Sunday, January 18, 2009

Growing pains - It's the antenna, stupid

Blogger's Note - As we approach the anticipated technological singularity, things are going to change faster and faster. Those who are resistant to change, of which there are many, will either stick with old technology and be somewhat at a disadvantage, or lose their old technology when it just won't work anymore and be pissed. One of the first big examples of this phenomenon is coming up next month: the switch to digital TV. This article is the most straightforward I have yet seen on the looming debacle.

MSNBC - January 13 2009, by Bob Sullivan

Let's review where things stand a little more than one month from DTV-Day -- the day that old-fashioned analog TVs will stop working -- currently set for Feb. 17.

• There's a waiting list for government coupons so people can buy converter boxes so they can continue to watch television on those old TVs. A waiting list! Sounds almost like a breadline. Church groups are actually being enlisted so people with unused coupons can donate them to "needy" TV watchers. Rome fell after just such a coupon shortage.

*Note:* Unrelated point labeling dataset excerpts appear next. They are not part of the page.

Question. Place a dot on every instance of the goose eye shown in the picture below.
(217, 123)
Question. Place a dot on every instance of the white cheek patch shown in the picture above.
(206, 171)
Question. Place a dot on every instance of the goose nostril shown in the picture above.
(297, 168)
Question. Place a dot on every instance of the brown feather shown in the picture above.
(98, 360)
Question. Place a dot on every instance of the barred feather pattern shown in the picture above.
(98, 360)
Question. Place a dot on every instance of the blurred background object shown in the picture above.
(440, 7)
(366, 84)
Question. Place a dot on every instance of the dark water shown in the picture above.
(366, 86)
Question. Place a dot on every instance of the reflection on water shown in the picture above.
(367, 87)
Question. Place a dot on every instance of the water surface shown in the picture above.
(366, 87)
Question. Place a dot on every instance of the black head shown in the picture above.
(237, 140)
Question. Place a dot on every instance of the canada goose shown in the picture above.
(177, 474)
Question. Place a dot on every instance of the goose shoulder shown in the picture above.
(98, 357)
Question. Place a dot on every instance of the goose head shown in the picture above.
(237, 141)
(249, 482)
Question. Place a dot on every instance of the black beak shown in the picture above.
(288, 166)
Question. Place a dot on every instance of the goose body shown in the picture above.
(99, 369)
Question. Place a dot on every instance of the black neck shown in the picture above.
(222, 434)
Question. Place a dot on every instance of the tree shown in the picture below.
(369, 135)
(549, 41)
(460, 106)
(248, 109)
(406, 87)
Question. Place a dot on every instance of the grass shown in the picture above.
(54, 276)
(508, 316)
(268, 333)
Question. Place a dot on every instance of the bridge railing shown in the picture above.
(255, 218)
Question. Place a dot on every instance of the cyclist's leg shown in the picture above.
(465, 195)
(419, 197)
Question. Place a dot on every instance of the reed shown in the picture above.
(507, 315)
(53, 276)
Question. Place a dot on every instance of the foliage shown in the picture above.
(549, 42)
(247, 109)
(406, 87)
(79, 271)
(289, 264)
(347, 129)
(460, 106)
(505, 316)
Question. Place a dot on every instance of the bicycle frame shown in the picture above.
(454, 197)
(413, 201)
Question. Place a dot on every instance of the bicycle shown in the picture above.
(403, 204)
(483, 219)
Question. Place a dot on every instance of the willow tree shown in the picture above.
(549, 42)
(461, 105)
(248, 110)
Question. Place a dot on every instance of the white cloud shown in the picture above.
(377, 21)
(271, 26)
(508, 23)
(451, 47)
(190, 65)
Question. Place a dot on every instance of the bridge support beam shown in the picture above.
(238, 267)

• The president-elect thinks we need to postpone the event, but the head of the FCC thinks we need to move forward. After all, think of all the posters that have been printed up!
• Electronics stores are making a killing selling $800 TVs to consumers who walk in looking to buy a converter box.
• The cable TV industry has made a killing by using the issue to market its products to confused consumers. Meanwhile, the industry is undergoing its own painful analog-to-digital conversion.
• Despite all the publicity about the conversion -- and more than $1 billion spent on coupons -- tens of millions of viewers are likely to see their televisions turn into bricks on Feb. 17. These will include TV watchers in remote places like rural New Jersey and in dense cities like New York. And there has been virtually no publicity around the “other” issues facing over-the-air TV viewers come DTV-Day, including the fact that even if their TVs and converter boxes work, their antennae won't.

This is why I keep saying that Feb. 17 is the real Y2K. I know those of you with satellite or cable television have been watching this story with bemused detachment, but trust me: You don’t want to be wandering the streets of American cities the day 10 million or 15 million televisions go dark.